C’est un mastodonte de 30 tonnes qui change les déchets végétaux, issus de l’entretien des massifs forestiers, en granulés de bois utilisés dans les chauffages individuels ou collectifs. Avec le programme MOGREP, pour Moulin à granulés – Energie de Provence, la société venelloise Protect Forest lance un projet ambitieux qui prévient les incendies de forêts tout en offrant une source d’énergie renouvelable de proximité, et à bas prix.
Faire en sorte que le bois de nos forêts brûle dans des poêles et cheminées, plutôt que dans les massifs provençaux. C’est l’idée qu’a eu Protect Forest, une entreprise spécialisée dans la prévention et l’extinction des incendies de forêts depuis vingt-cinq ans. Après avoir développé des équipements pour les Divisions d’intervention héliportées (DIH) ou encore des systèmes d’aspersion télescopiques pouvant protéger les surfaces arborées, Alain Lejosne, le Pdg de la société, se penche sur l’entretien des forêts.

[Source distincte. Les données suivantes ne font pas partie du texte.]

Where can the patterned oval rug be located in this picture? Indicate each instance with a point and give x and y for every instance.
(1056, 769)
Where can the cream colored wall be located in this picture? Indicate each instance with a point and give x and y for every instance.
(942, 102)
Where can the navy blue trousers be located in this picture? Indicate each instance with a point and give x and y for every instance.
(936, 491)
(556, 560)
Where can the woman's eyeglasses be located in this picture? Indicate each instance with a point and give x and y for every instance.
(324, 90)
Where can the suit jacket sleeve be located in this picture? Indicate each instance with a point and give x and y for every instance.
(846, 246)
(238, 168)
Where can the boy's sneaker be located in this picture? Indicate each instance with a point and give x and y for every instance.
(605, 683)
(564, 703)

« Les opérations de Défense des forêts contre l’incendie (DFCI), indispensables pour limiter les départs de feux, coûtent cher aux collectivités, observe l’entrepreneur. Et c’était souvent de l’argent perdu, alors que les déchets végétaux produits lors du débroussaillage ont de la valeur ». Pour exploiter ce potentiel, Alain Lejosne a alors l’idée de créer une « mini-usine » de recyclage mobile. Le « granulateur », tracté sur les sentiers forestiers, transforme les rémanents (branches, troncs d’arbres, etc.) en granulés à bois, ou pellets, utilisés pour le chauffage. Une fois installé à l’intérieur d’un massif, il tourne 24 heures sur 24 et produit jusqu’à une tonne et demi de pellets par heure. Ensuite, seuls ces granulés, conditionnés en sac, sortiront de la forêt, pour être distribué localement.

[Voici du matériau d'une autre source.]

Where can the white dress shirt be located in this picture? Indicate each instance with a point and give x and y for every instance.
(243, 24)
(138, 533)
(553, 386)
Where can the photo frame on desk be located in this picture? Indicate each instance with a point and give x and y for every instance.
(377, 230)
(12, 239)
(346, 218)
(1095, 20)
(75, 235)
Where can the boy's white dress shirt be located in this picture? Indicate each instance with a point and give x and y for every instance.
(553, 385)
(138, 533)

Les déchets forestiers, une manne financière inexploitée
En région PACA, 65 000 tonnes de déchets forestiers sont produits chaque année par les DFCI, une véritable manne financière. « Avec Mogrep, une collectivité peut financer les frais d’entretien des massifs et obtenir des granulés pour chauffer les bâtiments communaux. », explique Alain Lejosne. Le reste des granulés produits est ensuite commercialisé dans les magasins spécialisés (bricolage, jardinerie…) et les stations-service environnants. Un sac de 15 kg de « Pellets Forest Energy » est vendu entre cinq et six euros.

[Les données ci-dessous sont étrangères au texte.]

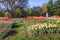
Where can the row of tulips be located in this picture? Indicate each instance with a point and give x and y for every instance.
(5, 27)
(39, 29)
(43, 27)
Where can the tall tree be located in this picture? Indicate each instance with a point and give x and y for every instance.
(49, 7)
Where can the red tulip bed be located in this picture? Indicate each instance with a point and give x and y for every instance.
(5, 26)
(35, 18)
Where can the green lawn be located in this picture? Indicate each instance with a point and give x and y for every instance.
(21, 36)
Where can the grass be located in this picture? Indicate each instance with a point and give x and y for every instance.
(21, 36)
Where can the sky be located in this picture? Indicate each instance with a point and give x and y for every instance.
(37, 2)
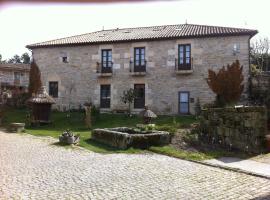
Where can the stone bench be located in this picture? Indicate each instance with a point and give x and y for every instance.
(16, 127)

« Au final, l’acquéreur d’un granulateur, qui coûte 1,1 million d’euros, mettra sept ans à rentabiliser son investissement », illustre le chef d’entreprise. D’ici 2020, Protect Forest espère commercialiser 150 machines. Un projet colossal labellisé par le pôle de compétitivité Capenergies, qui promeut les énergies non émettrices de gaz à effet de serre, et financé par le guichet OSEO de la Région Provence-Alpes-Côte-d’Azur. Alain Lejosne développe également une opération de levée de fonds privés. 55 000 actions sont mises à la disposition des investisseurs, sans entrée en Bourse.